Televisión y rituales colectivos
Pese a la multiplicación de alternativas digitales, la televisión abierta argentina mantuvo su rol central como espacio de encuentro colectivo. Los partidos de la selección nacional promediaron 36,05 puntos de rating en hogares y un 86% de share. El interés general se mantuvo en niveles similares a los de la edición anterior de la Copa del Mundo, aunque fragmentado en una oferta más amplia de canales de aire y señales de cable, además de nuevas transmisiones en streaming.
El rol de las redes y los creadores digitales
Mientras la pantalla tradicional concentró el foco de la emoción, las plataformas digitales expandieron la conversación con 1,4 millones de menciones sociales y 171,3 millones de interacciones vinculadas al torneo solo en el territorio argentino. Un dato destacado es que el 69% de las visualizaciones deportivas en YouTube durante el desarrollo del campeonato correspondió a creadores nativos digitales, reflejando una descentralización en la forma en que las audiencias consumen y reinterpretan los contenidos deportivos.

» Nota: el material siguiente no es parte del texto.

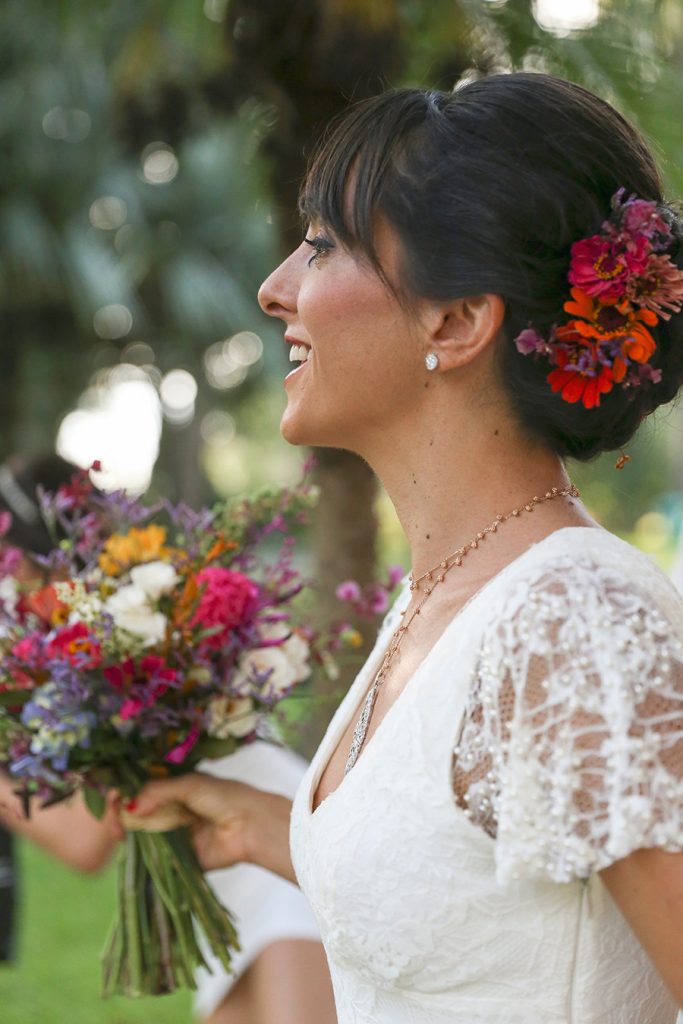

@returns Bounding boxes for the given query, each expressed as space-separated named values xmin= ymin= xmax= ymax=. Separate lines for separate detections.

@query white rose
xmin=281 ymin=633 xmax=310 ymax=683
xmin=130 ymin=562 xmax=179 ymax=601
xmin=231 ymin=647 xmax=298 ymax=696
xmin=104 ymin=584 xmax=166 ymax=645
xmin=254 ymin=623 xmax=310 ymax=683
xmin=207 ymin=697 xmax=258 ymax=739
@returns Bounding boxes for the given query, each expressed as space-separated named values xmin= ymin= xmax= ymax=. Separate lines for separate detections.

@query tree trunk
xmin=226 ymin=0 xmax=405 ymax=754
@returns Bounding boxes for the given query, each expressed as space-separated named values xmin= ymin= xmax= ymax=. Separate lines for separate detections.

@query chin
xmin=280 ymin=410 xmax=353 ymax=452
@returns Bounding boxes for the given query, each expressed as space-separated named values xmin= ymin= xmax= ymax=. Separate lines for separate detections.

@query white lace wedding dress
xmin=292 ymin=527 xmax=683 ymax=1024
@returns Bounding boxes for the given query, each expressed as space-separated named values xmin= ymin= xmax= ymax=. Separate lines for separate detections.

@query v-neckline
xmin=306 ymin=526 xmax=605 ymax=818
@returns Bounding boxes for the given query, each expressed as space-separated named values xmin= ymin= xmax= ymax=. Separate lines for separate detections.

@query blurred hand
xmin=121 ymin=772 xmax=294 ymax=881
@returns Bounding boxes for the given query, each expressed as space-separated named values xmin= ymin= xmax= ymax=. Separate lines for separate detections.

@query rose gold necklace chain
xmin=344 ymin=484 xmax=581 ymax=775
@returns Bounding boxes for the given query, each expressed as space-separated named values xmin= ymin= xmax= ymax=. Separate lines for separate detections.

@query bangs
xmin=299 ymin=89 xmax=430 ymax=276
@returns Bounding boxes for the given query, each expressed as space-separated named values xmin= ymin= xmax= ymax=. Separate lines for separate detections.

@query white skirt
xmin=195 ymin=740 xmax=321 ymax=1017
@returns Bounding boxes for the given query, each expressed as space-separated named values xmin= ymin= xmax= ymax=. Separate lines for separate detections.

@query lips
xmin=290 ymin=345 xmax=310 ymax=362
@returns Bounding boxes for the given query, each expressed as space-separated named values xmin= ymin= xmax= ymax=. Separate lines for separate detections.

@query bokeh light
xmin=159 ymin=370 xmax=197 ymax=427
xmin=204 ymin=331 xmax=263 ymax=391
xmin=42 ymin=106 xmax=92 ymax=142
xmin=56 ymin=364 xmax=162 ymax=494
xmin=532 ymin=0 xmax=600 ymax=36
xmin=200 ymin=409 xmax=237 ymax=446
xmin=88 ymin=196 xmax=128 ymax=231
xmin=140 ymin=142 xmax=178 ymax=185
xmin=92 ymin=302 xmax=133 ymax=341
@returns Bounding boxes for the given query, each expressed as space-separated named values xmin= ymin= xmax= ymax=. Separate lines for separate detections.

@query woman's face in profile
xmin=259 ymin=219 xmax=425 ymax=455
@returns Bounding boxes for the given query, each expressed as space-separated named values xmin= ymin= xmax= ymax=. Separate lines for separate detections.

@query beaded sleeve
xmin=454 ymin=555 xmax=683 ymax=882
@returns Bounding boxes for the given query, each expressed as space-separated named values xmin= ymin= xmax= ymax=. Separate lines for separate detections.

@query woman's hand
xmin=121 ymin=772 xmax=296 ymax=882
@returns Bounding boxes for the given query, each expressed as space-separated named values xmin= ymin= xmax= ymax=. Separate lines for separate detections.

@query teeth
xmin=290 ymin=345 xmax=310 ymax=362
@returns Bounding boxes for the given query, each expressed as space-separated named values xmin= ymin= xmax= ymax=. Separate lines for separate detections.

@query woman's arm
xmin=600 ymin=850 xmax=683 ymax=1007
xmin=131 ymin=772 xmax=296 ymax=882
xmin=0 ymin=772 xmax=118 ymax=871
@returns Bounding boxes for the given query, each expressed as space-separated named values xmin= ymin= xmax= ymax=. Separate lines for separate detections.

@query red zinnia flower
xmin=47 ymin=623 xmax=102 ymax=669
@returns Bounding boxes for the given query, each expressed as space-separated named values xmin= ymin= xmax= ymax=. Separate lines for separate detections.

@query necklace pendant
xmin=344 ymin=680 xmax=379 ymax=775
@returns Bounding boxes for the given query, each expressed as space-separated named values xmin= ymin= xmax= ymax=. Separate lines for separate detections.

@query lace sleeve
xmin=454 ymin=559 xmax=683 ymax=882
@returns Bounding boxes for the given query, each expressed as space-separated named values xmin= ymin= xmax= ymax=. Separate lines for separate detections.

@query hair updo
xmin=300 ymin=73 xmax=683 ymax=460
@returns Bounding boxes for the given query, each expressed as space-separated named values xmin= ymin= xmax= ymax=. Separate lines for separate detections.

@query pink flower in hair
xmin=626 ymin=253 xmax=683 ymax=319
xmin=568 ymin=234 xmax=650 ymax=305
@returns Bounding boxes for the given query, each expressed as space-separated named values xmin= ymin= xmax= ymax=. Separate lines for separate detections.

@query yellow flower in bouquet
xmin=98 ymin=523 xmax=172 ymax=577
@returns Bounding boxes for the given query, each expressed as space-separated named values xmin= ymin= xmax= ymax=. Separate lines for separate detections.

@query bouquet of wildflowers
xmin=0 ymin=465 xmax=330 ymax=995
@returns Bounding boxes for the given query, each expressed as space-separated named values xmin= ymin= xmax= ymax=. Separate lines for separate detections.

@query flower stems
xmin=102 ymin=828 xmax=239 ymax=996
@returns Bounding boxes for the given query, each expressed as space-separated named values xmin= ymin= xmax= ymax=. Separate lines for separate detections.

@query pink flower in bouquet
xmin=189 ymin=565 xmax=258 ymax=647
xmin=104 ymin=654 xmax=178 ymax=722
xmin=12 ymin=631 xmax=45 ymax=669
xmin=164 ymin=725 xmax=200 ymax=765
xmin=47 ymin=623 xmax=102 ymax=669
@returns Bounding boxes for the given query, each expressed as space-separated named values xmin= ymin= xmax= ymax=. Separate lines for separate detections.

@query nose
xmin=258 ymin=250 xmax=299 ymax=321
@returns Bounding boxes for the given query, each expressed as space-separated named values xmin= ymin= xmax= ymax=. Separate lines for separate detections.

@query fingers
xmin=124 ymin=774 xmax=201 ymax=824
xmin=121 ymin=804 xmax=195 ymax=831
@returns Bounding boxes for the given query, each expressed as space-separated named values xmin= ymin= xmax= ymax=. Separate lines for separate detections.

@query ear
xmin=430 ymin=295 xmax=505 ymax=370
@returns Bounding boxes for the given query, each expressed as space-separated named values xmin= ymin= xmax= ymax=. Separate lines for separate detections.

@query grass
xmin=0 ymin=843 xmax=193 ymax=1024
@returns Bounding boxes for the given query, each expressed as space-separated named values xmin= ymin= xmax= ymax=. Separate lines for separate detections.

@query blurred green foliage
xmin=0 ymin=0 xmax=683 ymax=531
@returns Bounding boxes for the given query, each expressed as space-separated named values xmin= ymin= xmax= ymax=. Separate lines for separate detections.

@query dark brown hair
xmin=300 ymin=73 xmax=683 ymax=460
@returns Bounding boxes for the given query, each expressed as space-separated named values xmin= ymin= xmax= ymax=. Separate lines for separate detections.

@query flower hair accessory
xmin=515 ymin=188 xmax=683 ymax=409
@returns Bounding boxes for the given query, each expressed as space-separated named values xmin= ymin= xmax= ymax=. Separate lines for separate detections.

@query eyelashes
xmin=303 ymin=234 xmax=335 ymax=266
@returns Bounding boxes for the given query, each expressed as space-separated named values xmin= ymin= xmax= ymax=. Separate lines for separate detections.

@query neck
xmin=368 ymin=399 xmax=592 ymax=577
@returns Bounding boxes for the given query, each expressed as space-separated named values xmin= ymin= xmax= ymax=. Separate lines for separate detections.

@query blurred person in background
xmin=195 ymin=740 xmax=337 ymax=1024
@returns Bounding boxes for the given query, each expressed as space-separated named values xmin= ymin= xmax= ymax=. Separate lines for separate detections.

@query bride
xmin=126 ymin=74 xmax=683 ymax=1024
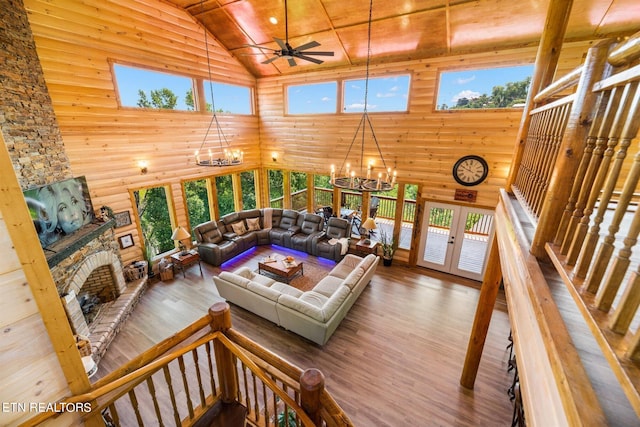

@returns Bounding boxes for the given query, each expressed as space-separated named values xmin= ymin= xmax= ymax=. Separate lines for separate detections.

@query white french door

Inteligencia artificial y desafíos para las marcas
El informe también aborda la integración de la inteligencia artificial en la vida cotidiana de los usuarios y su uso durante el evento deportivo, advirtiendo sobre los límites de la tecnología cuando carece de legitimidad cultural. Al respecto, el análisis señala que las activaciones comerciales que prescinden de los códigos comunitarios o de la transparencia necesaria enfrentan resistencias y valoraciones negativas por parte de las audiencias, evidenciando que la capacidad técnica de producción debe estar acompañada por una adecuada lectura del contexto y del permiso cultural.